Due to the poor bioavailability, the additional intake of black pepper extract (piperine) or other substances that improve the intake of curcumins is recommended, with black pepper already being added to most curcumin supplements.
Curcumin unfolds the anti-inflammatory effect primarily in the intestines.
The dosage should be between 80mg and 500mg in terms of sports injuries and should include an intake-enhancing substance. Studies have shown that an overdose with fatal consequences is achieved only from much higher amounts and can hardly be achieved by conventional intake schemes.
Glucosamine + Chondroitin
The most popular supplements in the field of injuries and joint health are probably chondroitin + glucosamine (and possibly even MSM as an addition). Due to synergy effects, both are often supplemented in combination.
Glucosamine slows down the breakdown of joint mass and the onset of osteoarthritis and inhibits its symptoms. Although scientific research is not unambiguous, based on the experience of many people is based on a reduction of joint swelling, pain, and stiffness, which is accompanied by an addition of chondroitin.
The recommended dosage for glucosamine is three daily doses of 300-500mg with meals. Chondroitin should also be taken with meals either as a single dose of 1000-1200mg or divided into three doses.
Other possible additions
In addition to the above, there are a number of other supplements that have not yet been scientifically proven in terms of sports injuries, while experience reports still suggest certain effectiveness. These substances include u.a. B. Diffusa, Rosehip, Cissus, Ginger and Boswellia serrata.
Here everyone should decide for himself whether he takes money for such means. Against this background, it should not be forgotten that the so-called placebo effect can also produce significant effects.
Conclusion: Joint health for Athletes
In weight training and bodybuilding, the credo is “who is not injured, can make progress”, so you should focus on staying injury free.
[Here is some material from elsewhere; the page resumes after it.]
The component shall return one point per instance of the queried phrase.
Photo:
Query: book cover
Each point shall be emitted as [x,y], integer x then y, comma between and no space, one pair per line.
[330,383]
The health of your joints plays an important role and every athlete who has had joint pain or injury before can confirm this!
While the 4 tips presented here cannot give you a 100% guarantee of an injury-free training career, they can at least serve as a necessary guide to promoting joint health and, should you ever have any problems with meaningful support for regeneration.
Use these tips to your advantage and always remember: Stay realistic and train for progression and not for your ego!